The alt-right is a huge mishmash of conspiracy theorists with a lot in common. Now that includes Donald Trump. The problem is, Trump is not just an awful theory, like the idea that Sandy Hook was a left/government plot (1M pgs) similar to human-animal hybrids (5M pgs). His chance of taking the presidency is better than your chance of losing at Russian roulette (Nate Silver). And you probably don’t want to take that chance. So you need to know what the heck you’re up against. First, who are they?
One simple test will identify most of them. Twenty-nine percent (29%) of Americans think Obama is a Muslim. Virtually all of these will be Trump supporters. That’s about 70% of his supporters. But some of his alt-right supporters don’t believe this nonsense, so perhaps 75% to 80% of Trump’s support is alt-right.

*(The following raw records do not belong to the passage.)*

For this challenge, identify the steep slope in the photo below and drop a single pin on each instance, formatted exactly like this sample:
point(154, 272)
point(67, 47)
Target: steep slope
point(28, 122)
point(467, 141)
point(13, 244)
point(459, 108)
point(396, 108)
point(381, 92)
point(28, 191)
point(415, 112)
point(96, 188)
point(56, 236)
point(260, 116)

Trump has just picked alt-right superstar Stephen Bannon, “The Most Dangerous Political Operative in America,” (Bloomberg) to be his campaign CEO. Bloomberg is correct. Unlike most alt-right conspiracy nuts, Bannon is an extremely cunning, well disciplined propagandist. Here are some of the headlines he approved for his website:
- “Birth Control Makes Women Unattractive and Crazy.”

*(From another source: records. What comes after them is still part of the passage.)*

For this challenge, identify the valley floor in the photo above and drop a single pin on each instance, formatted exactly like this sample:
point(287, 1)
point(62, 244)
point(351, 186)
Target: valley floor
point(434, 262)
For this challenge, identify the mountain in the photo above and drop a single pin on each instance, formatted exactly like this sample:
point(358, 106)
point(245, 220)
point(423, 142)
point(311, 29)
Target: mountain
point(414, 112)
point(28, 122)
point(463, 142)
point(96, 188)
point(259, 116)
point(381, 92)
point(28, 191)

- “Would You Rather Your Child Had Feminism or Cancer?”
- “Gabby Giffords: The Gun Control Movement’s Human Shield”
- “Hoist It High And Proud: The Confederate Flag Proclaims A Glorious Heritage.”
Bannon loathes the Republican establishment, and if Trump were elected, he would likely become a close advisor. Trump chose him after he decided to “let Trump be Trump”—“I don’t want to pivot.” Generally the alt-right consists of white supremacists of one stripe or another. For short you could identify them as neo-Klan. And like the Klan, many are anti-Semitic and often anti-Catholic. (Breaking news: Bannon is said by his ex-wife to be anti-Semitic.)
Subsequent posts will probe other aspects of the alt-right, but here we begin with the anti-Semitism of Trump’s supporters. First note that Trump encourages this. He tweeted an anti-Semitic meme graphic (PolitiFact) that he took from a neo-Klan website, and …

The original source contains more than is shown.